Department of Upper Gastrointestinal Surgery, Barking Havering and Redbridge University Hospitals NHS Trust, London, UK.
Gastric Cancer. 2024 Jul;27(4):876-883. doi: 10.1007/s10120-024-01503-8. Epub 2024 May 18.
Despite its recognized importance, there is currently no reliable tool for surgical quality assurance (SQA) of gastrectomy in surgical oncology. The aim of this study was to develop an SQA tool for gastrectomy and to apply this tool within the ADDICT Trial in order to assess the extent and completeness of lymphadenectomy.
The operative steps for D1+ and D2 gastrectomy have been previously described in the literature and ADDICT trial manual. Two researchers also performed fieldwork in the UK and Japan to document key operative steps through photographs and semi-structured interviews with expert surgeons. This provided the steps that were used as the framework for the SQA tool. Sixty-two photographic cases from the ADDICT Trial were rated by three independent surgeons. Generalizability (G) theory determined inter-rater reliability. D-studies examined the effect of varying the number of assessors and photographic series they rated. Chi-square assessed intra-rater reliability, comparing how the individual assessor's responses corresponded to their global rating for extent of lymphadenectomy.
The tool comprised 20 items, including 19 anatomical landmarks and a global rating score. Overall reliability had G-coefficient of 0.557. Internal consistency was measured with a Cronbach's alpha score of 0.869 and Chi-square confirmed intra-rater reliability for each assessor as < 0.05.

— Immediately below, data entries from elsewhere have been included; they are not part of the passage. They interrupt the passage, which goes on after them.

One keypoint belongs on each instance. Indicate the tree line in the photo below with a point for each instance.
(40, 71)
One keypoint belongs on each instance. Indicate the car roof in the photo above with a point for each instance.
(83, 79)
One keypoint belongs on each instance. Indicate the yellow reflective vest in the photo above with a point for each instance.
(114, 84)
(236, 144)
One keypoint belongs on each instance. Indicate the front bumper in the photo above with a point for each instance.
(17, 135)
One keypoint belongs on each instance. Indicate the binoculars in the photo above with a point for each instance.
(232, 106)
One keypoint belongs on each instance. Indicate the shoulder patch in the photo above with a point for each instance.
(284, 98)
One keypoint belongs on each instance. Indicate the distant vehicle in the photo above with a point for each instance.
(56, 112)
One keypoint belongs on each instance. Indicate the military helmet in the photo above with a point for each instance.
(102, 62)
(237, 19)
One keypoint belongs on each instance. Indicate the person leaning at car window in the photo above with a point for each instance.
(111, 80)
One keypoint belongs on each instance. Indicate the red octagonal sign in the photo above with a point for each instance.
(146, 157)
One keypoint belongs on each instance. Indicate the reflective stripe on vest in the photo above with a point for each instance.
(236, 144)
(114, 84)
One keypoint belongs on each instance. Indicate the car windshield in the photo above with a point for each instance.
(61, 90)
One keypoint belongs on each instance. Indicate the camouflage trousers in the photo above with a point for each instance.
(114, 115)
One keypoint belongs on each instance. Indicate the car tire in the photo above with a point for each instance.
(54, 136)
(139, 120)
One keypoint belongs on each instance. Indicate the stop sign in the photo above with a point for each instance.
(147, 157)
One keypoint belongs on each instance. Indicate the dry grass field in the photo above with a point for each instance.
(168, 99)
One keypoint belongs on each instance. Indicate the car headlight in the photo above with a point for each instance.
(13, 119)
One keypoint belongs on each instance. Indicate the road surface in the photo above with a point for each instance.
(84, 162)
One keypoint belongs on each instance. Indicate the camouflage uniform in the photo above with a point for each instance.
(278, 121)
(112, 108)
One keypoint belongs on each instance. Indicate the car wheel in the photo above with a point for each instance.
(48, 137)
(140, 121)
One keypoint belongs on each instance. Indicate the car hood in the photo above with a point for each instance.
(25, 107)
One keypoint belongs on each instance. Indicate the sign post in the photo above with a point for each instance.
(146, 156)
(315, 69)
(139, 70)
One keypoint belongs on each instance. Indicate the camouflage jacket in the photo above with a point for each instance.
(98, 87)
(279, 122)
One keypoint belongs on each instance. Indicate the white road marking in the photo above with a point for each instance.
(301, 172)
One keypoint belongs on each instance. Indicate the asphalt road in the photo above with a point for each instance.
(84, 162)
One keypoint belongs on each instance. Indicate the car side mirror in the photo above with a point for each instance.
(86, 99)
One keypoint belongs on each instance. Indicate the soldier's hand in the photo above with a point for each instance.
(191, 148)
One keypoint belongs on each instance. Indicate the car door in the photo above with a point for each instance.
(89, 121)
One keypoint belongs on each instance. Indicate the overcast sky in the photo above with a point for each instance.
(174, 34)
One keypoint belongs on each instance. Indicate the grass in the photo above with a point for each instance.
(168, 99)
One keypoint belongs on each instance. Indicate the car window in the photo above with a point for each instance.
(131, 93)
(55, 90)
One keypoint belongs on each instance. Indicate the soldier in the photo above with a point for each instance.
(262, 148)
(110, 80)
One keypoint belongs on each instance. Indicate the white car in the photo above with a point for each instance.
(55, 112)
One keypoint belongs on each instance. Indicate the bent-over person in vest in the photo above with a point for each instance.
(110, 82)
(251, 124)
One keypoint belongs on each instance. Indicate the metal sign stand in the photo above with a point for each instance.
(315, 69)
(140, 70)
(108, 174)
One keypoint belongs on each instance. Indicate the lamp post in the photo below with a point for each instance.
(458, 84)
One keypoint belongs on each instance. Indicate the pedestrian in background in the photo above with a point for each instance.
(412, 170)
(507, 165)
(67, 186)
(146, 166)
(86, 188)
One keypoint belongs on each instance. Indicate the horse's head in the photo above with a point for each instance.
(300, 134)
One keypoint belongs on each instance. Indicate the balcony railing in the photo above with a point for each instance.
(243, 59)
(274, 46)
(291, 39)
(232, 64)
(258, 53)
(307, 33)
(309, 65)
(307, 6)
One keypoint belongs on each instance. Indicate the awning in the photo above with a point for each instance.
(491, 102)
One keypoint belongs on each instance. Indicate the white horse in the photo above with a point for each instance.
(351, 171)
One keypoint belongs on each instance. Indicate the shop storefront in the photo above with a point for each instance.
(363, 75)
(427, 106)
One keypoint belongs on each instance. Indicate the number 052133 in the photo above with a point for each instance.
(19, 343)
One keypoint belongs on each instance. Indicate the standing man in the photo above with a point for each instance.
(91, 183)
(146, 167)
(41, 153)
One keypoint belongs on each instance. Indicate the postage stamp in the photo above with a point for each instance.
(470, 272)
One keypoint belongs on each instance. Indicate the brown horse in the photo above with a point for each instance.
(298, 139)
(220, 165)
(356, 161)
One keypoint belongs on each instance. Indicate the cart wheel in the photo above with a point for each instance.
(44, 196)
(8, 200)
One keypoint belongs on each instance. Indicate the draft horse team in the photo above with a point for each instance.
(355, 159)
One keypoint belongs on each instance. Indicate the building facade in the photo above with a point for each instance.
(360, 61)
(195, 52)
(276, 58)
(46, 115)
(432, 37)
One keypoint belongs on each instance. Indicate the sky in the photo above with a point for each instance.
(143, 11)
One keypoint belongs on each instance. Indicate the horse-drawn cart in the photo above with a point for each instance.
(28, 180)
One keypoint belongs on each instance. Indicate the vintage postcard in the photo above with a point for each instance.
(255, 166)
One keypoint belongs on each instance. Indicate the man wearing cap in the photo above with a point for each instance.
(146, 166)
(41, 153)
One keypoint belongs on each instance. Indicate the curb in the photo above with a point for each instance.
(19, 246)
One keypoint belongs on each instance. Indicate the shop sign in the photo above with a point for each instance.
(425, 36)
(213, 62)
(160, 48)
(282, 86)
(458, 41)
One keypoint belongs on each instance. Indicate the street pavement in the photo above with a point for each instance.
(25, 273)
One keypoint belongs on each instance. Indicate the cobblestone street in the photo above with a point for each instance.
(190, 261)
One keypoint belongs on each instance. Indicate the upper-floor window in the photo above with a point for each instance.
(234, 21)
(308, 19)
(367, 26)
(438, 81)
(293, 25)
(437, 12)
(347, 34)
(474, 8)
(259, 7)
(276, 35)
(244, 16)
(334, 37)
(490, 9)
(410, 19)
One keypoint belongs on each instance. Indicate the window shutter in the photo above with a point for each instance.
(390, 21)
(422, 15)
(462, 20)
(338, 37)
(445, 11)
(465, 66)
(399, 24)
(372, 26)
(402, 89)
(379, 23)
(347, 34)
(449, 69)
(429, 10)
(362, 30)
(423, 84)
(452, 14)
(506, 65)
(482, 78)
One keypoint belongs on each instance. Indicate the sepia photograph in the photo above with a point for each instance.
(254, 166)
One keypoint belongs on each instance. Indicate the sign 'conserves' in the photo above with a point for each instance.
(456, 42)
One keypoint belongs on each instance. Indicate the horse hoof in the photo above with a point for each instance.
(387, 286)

A photographic surgical quality assurance tool is presented for gastrectomy. Using this tool, the assessor can reliably determine not only the quality but also the extent of the lymphadenectomy performed based on remaining anatomy rather than the excised specimen.
尽管手术质量保证(SQA)在外科肿瘤学中胃切除术非常重要,但目前还没有可靠的工具。本研究旨在开发一种胃切除术 SQA 工具,并在 ADDICT 试验中应用该工具,以评估淋巴结清扫的程度和完整性。

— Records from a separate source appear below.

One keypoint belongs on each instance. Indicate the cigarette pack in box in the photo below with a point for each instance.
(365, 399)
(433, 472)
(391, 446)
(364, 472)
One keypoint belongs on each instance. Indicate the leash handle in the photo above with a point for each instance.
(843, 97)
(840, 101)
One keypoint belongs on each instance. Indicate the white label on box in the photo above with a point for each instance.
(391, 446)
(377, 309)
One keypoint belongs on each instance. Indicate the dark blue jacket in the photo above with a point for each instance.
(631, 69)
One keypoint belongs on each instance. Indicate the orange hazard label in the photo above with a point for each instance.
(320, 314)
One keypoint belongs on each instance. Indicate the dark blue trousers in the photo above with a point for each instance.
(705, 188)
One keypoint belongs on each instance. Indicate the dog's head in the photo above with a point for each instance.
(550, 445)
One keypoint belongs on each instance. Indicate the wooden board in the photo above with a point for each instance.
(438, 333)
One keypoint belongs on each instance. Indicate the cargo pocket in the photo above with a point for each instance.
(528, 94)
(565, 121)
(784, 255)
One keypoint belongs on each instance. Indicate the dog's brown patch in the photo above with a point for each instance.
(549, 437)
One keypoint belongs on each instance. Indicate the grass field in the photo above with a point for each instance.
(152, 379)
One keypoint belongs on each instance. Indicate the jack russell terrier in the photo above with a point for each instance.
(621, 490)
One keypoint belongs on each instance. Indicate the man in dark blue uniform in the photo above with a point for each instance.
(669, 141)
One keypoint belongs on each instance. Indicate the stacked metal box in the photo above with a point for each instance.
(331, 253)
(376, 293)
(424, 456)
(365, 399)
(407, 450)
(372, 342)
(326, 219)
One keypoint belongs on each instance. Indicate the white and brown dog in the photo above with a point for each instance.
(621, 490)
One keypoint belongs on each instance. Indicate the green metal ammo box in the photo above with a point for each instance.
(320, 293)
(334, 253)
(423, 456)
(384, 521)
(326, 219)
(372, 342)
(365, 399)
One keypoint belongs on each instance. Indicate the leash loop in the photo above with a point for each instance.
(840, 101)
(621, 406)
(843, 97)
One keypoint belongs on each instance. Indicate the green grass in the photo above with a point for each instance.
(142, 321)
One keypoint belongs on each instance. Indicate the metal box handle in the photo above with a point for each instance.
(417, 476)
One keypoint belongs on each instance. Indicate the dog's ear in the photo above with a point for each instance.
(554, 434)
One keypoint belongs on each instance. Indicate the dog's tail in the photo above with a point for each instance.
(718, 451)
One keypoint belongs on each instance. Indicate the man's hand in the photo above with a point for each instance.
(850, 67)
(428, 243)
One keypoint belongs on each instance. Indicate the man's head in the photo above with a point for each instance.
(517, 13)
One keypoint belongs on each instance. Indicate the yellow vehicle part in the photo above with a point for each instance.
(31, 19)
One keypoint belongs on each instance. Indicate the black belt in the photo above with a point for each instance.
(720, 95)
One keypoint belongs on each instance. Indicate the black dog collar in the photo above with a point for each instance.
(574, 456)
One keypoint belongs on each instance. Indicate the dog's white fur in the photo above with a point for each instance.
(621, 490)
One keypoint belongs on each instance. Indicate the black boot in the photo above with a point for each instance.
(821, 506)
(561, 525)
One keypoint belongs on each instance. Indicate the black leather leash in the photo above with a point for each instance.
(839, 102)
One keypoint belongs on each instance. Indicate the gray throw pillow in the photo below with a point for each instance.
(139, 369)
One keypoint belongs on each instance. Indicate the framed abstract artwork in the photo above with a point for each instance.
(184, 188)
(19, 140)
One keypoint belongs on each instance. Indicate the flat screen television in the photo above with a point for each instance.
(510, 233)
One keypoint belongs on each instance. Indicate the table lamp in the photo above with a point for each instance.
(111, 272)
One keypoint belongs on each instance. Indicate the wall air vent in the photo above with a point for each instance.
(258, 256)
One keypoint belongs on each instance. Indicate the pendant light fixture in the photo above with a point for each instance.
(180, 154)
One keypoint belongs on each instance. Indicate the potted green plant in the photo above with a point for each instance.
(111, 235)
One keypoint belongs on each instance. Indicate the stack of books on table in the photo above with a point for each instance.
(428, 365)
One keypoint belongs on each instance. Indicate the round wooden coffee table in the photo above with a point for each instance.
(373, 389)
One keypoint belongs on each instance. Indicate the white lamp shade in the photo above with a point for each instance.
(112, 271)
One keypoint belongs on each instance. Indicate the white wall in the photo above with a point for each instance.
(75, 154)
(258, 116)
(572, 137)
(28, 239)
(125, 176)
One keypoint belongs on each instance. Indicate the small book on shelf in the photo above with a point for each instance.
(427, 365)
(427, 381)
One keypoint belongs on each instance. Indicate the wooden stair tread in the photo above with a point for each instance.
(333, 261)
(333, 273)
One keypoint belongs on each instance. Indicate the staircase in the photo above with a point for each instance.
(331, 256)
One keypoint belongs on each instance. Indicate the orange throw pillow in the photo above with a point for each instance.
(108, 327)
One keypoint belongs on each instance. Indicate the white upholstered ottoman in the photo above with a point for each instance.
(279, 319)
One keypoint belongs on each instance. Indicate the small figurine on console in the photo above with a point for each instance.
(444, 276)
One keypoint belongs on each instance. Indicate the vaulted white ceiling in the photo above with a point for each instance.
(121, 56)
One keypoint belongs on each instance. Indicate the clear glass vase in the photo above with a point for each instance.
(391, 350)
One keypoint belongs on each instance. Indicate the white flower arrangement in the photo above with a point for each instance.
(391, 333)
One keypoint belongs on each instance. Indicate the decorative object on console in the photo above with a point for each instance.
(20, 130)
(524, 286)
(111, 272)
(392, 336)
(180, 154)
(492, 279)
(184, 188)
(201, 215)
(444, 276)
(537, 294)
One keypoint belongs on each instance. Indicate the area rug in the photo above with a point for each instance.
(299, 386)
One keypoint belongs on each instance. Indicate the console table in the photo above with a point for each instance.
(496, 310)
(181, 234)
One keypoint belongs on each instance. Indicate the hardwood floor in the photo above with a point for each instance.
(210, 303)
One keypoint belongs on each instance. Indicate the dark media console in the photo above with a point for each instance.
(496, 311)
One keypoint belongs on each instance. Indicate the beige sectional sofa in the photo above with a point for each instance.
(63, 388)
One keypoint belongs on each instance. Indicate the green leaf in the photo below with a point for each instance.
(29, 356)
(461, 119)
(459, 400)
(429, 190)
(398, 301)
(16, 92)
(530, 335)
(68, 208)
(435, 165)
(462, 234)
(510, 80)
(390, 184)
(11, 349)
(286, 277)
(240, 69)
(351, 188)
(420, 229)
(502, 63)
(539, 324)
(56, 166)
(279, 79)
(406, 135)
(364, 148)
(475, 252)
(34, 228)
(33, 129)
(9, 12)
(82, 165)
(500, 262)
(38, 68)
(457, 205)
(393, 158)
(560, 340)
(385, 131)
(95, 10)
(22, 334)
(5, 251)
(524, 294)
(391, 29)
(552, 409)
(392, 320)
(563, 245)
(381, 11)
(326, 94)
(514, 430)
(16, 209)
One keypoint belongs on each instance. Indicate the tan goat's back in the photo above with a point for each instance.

D1+ 和 D2 胃切除术的手术步骤已在文献和 ADDICT 试验手册中进行了描述。两名研究人员还在英国和日本进行了实地考察,通过拍摄照片和对专家外科医生进行半结构化访谈来记录关键的手术步骤。这些步骤被用作 SQA 工具的框架。来自 ADDICT 试验的 62 个摄影案例由三位独立外科医生进行评分。广义理论确定了组内可靠性。D 研究检验了改变评估者数量和他们评估的摄影系列的效果。卡方检验评估了组内可靠性,比较了每个评估者的个体反应与他们对淋巴结清扫程度的总体评分的对应程度。
该工具包括 20 个项目,包括 19 个解剖学标志和一个全局评分。总体可靠性的 G 系数为 0.557。内部一致性用 Cronbach's alpha 评分测量为 0.869,卡方检验证实每位评估者的组内可靠性均<0.05。
提出了一种用于胃切除术的摄影手术质量保证工具。使用该工具,评估者不仅可以可靠地确定淋巴结清扫的质量,还可以根据残留的解剖结构而不是切除的标本来确定淋巴结清扫的程度。